Internally, ACS staff members have been heavily engaged in an internal continuous quality improvement process with a goal of streamlining functions and processes that will permit them to better serve the Fellows. The Division of Member Services, under the leadership of Patricia L. Turner, MD, FACS, has carefully examined its multiple programs with the goal of improving service to patients and Fellows.

It is nearly impossible to summarize all of the quality initiatives under way at the ACS, but suffice it to say the focus has been on doing our jobs better within the organization, as well as outwardly, to better serve patients.

Access to care

This past year, our second major area of concentration was on access to surgical care. For many years, the ACS Health Policy Research Institute (ACS HPRI) has conducted workforce studies through the Cecil G. Sheps Center for Health Services Research at the University of North Carolina, Chapel Hill, under the leadership of ACS Past-President George Sheldon, MD, FACS, and Thomas Ricketts PhD, MPH, Co-Director of the ACS HPRI. These studies have uncovered serious workforce shortages throughout the U.S., and have correlated increases in mortality for several serious health conditions, including trauma, to the lack of access to surgical care.

It became apparent to the B/R that the lack of general surgical care in rural areas was a particularly acute problem. The B/R invited two rural surgeons, ACS Governor Tyler Hughes, MD, FACS, a general surgeon in McPherson, KS, and Phil Caropreso, MD, FACS, a general surgeon in Keokuk, IA, to discuss their issues and needs at the Board’s February 2012 meeting. Following those discussions, the B/R established an Advisory Council for Rural Surgery—the first new Advisory Council created in several decades—to provide a forum for rural surgeons to share their concerns, and to serve as a nexus for political action to enhance access to surgical care in rural areas. (For more information on the discussions of rural surgery issues and the new Advisory Council, see the “Dispatches from rural surgeons” column on page 54 of this issue.)

Surgical education

The ACS Division of Education has continued to advance under the leadership of its Director, Ajit K. Sachdeva, MD, FACS, FRCSC.
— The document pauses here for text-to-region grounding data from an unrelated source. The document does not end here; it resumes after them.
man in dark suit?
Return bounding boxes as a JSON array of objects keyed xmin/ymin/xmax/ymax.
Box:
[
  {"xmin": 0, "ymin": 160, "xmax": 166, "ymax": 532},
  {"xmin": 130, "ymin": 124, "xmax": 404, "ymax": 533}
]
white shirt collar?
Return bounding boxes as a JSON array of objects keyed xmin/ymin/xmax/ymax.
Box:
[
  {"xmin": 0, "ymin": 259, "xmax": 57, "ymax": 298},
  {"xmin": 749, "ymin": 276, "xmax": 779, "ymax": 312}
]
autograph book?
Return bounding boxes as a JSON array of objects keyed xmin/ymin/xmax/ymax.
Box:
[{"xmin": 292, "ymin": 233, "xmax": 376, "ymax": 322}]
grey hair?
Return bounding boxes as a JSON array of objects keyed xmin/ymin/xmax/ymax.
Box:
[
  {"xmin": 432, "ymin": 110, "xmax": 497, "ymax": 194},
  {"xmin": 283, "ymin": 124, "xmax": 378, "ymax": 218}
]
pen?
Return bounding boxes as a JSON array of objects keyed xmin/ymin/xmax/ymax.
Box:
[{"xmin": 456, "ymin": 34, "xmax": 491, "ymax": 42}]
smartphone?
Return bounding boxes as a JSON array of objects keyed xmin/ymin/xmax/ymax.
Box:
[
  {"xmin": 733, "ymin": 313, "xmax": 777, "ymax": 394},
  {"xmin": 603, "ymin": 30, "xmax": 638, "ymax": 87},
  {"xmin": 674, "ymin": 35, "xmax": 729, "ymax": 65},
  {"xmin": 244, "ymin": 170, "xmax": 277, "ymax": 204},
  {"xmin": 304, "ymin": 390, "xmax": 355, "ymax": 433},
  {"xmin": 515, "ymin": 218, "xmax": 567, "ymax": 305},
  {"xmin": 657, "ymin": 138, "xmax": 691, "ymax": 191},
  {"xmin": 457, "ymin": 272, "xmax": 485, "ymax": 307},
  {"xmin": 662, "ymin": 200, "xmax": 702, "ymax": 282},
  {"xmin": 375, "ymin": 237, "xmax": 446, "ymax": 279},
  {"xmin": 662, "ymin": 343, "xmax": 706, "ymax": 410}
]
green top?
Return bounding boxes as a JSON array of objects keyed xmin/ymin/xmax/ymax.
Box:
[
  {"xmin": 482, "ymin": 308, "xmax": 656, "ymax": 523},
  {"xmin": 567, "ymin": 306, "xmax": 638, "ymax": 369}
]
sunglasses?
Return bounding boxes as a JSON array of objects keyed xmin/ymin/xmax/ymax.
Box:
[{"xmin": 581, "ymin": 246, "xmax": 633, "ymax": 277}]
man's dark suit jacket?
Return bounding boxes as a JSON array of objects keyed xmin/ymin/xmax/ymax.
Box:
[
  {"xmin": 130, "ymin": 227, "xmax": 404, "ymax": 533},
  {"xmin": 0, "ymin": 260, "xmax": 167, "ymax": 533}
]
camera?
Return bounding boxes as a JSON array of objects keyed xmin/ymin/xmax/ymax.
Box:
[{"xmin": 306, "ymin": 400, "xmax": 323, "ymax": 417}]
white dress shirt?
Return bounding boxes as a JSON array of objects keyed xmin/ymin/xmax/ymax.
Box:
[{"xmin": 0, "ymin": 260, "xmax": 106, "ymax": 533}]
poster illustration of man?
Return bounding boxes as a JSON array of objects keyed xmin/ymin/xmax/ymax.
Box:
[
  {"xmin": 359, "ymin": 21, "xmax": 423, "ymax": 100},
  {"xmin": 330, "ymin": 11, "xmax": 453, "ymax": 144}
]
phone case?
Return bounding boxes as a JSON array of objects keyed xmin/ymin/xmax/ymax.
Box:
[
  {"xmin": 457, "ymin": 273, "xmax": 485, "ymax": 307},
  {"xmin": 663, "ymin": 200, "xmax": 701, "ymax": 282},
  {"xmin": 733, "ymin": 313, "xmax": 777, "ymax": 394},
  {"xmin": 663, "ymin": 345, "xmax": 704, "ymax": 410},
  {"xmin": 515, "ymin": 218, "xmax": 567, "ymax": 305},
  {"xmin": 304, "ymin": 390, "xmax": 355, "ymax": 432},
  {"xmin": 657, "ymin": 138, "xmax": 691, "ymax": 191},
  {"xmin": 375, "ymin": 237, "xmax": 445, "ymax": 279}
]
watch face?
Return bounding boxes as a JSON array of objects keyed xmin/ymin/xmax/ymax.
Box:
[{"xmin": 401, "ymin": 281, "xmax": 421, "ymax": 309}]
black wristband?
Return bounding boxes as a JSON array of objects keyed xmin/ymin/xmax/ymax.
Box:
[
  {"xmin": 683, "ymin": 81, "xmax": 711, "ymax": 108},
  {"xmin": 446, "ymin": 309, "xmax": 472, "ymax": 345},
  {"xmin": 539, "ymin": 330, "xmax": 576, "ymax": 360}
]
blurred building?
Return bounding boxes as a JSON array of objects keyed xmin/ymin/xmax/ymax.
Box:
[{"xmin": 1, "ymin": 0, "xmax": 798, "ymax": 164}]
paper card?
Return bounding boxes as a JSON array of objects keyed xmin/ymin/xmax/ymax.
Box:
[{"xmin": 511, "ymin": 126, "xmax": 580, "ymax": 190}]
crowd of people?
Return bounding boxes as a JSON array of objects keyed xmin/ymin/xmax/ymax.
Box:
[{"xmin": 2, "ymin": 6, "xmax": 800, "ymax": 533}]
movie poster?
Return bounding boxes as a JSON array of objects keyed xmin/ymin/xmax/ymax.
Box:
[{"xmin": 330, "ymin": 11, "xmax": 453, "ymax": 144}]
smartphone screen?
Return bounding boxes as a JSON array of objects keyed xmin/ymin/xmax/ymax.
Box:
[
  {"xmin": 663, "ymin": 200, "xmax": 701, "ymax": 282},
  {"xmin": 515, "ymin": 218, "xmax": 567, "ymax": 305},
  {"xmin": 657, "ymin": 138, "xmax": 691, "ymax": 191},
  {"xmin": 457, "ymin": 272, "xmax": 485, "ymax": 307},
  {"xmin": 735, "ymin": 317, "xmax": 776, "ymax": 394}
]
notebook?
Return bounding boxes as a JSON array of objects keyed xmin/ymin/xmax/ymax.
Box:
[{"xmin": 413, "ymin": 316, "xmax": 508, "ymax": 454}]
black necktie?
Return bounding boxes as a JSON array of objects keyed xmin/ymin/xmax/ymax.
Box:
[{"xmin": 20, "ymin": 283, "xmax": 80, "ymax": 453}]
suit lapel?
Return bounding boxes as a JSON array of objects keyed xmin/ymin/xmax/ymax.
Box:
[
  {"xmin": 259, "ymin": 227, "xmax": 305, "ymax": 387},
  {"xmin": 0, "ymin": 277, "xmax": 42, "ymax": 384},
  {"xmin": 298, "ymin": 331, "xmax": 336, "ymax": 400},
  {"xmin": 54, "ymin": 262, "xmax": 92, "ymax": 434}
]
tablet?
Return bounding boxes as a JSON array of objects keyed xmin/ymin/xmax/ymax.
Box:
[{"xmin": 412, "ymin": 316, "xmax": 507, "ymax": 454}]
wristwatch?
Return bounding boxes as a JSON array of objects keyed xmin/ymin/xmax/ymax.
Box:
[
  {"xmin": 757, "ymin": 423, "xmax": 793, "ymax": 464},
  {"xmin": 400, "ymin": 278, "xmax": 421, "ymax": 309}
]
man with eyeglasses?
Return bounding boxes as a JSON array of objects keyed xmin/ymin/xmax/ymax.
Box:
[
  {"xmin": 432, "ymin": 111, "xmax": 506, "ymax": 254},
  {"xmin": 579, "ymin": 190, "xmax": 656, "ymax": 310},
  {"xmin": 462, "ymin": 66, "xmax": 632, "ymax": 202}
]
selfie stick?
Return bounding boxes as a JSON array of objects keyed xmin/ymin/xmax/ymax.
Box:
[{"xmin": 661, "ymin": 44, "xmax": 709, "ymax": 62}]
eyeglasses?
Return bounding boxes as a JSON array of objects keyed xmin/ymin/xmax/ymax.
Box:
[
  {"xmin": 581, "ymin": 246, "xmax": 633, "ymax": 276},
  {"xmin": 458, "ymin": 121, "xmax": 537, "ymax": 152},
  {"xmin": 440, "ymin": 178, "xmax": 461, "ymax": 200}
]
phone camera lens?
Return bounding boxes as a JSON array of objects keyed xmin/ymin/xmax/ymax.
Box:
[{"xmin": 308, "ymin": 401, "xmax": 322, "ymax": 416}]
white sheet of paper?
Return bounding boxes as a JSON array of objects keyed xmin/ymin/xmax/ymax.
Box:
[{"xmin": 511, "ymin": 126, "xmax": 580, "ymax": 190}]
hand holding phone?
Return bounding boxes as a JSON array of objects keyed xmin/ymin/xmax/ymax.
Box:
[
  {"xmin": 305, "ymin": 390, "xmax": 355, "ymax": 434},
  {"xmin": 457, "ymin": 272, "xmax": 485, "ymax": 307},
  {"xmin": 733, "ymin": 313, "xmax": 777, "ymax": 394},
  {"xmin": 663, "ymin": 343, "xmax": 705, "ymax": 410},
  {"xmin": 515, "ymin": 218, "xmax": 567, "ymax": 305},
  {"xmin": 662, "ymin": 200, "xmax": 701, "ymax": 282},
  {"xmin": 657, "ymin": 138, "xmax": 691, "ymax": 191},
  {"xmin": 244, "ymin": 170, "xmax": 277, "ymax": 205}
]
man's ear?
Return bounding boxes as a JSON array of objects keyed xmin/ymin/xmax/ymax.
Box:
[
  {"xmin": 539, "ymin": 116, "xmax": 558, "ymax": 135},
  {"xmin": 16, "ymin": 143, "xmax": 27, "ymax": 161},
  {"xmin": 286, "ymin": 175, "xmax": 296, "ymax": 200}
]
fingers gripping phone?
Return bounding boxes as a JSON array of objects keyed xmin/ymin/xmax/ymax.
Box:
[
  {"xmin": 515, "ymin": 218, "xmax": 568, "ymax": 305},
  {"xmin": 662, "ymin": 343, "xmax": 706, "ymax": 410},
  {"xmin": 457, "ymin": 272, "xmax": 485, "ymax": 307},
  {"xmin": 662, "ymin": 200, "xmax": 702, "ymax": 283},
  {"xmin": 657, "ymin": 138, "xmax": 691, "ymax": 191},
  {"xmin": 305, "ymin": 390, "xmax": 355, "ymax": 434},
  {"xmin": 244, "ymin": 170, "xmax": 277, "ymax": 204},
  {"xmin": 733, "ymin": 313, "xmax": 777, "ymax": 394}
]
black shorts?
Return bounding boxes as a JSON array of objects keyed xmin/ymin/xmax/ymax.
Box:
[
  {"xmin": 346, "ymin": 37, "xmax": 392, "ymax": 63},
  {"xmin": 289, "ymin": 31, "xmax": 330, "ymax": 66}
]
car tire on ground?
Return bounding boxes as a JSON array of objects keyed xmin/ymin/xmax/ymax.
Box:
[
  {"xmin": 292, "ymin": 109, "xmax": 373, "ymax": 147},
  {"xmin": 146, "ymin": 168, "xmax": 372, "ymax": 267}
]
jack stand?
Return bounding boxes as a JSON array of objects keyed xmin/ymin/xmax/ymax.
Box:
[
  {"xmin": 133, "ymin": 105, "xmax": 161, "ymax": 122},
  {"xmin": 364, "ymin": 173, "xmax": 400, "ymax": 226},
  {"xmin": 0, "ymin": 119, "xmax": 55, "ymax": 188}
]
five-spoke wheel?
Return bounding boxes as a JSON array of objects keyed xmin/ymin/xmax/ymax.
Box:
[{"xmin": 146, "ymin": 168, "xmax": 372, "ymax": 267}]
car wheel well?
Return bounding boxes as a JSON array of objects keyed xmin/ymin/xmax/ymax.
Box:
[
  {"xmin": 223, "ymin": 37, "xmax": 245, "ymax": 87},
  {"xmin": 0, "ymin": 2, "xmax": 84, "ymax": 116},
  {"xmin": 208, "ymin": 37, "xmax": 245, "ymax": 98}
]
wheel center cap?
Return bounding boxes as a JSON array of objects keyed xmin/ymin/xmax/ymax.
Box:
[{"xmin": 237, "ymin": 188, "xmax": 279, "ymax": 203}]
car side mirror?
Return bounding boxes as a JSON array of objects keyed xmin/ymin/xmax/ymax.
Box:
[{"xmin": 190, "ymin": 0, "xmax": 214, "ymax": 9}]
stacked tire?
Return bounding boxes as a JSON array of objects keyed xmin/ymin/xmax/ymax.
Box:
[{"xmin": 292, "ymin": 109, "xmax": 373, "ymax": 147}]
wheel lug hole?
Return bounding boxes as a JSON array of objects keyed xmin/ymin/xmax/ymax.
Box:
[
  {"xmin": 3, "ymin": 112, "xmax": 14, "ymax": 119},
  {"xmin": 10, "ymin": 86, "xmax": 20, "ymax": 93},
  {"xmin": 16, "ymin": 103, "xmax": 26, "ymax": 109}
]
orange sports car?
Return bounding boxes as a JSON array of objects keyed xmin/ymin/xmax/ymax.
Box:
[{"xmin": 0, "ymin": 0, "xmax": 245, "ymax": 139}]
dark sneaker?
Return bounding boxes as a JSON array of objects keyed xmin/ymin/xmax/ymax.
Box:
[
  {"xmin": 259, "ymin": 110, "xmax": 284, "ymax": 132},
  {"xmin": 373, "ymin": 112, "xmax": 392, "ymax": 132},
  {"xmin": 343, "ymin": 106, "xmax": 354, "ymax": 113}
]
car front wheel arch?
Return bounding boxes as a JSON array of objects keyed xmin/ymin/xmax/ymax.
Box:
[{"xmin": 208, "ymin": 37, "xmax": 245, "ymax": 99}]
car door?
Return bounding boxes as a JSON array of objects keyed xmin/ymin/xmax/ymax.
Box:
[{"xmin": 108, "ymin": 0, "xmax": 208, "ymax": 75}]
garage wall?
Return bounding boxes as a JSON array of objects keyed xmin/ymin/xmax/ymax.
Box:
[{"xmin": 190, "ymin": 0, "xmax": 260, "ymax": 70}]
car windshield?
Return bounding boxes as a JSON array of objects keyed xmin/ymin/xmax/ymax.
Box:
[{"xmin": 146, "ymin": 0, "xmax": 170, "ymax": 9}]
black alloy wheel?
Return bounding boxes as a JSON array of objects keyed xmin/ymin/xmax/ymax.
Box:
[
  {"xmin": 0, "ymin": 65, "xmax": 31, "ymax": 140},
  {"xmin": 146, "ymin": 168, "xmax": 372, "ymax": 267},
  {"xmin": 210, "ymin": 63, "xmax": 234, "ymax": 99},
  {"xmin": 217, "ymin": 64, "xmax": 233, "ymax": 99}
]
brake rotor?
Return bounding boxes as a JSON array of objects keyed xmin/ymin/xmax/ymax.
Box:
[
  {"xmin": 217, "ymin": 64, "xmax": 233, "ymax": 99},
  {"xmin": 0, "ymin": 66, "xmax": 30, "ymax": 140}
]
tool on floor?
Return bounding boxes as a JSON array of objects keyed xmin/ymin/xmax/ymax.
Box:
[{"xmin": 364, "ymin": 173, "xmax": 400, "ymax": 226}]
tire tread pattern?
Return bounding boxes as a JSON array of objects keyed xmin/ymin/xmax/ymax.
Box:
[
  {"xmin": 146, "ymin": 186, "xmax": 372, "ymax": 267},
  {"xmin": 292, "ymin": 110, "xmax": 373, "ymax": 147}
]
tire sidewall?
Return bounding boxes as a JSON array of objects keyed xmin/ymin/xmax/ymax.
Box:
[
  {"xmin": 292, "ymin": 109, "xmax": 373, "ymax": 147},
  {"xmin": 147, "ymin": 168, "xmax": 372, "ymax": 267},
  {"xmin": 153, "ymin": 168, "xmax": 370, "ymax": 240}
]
During the Board’s June 2012 meeting, the B/R focused on concerns related to the unmet needs in the field of post-residency education. Approximately 80 percent of current general surgery trainees now pursue fellowship training following their residency training; however, there is no correlate training in the area of surgical care in many parts of the country, namely broad-based general surgery. During the meeting, then-ACS Vice-President-Elect, Philip Burns, MD, FACS, outlined concerns regarding whether or not current trainees are adequately prepared to practice. In response, the B/R appointed a special committee to examine the feasibility of accrediting post-residency fellowships in general surgery. If successful, these fellowships, which are envisioned to serve as a transition to practice, would serve to improve quality of care while potentially enhancing access to general surgical care.

As I leave the B/R, it is my fervent hope that my successors will continue to explore opportunities in which the ACS can broaden its involvement with surgical training. I firmly believe that many aspects of our current system of residency training are dysfunctional, if not broken, and that surgeons need to assume more responsibility for the training of future surgeons.

Closing thoughts

In addition to advocating for legislation and policies that will improve quality and access, it is important that the ACS Division of Advocacy and Health Policy, based in Washington, DC, continue to lobby for equitable payment for surgeons. Access to surgical care demands fair compensation for the providers of that care.

It has been a singular honor to have served nine years as an ACS Regent and doubly so to have been elected to serve as Chair this past year. The leadership of the ACS is in good hands from both the standpoint of the officers and the staff as we move toward our second hundred years.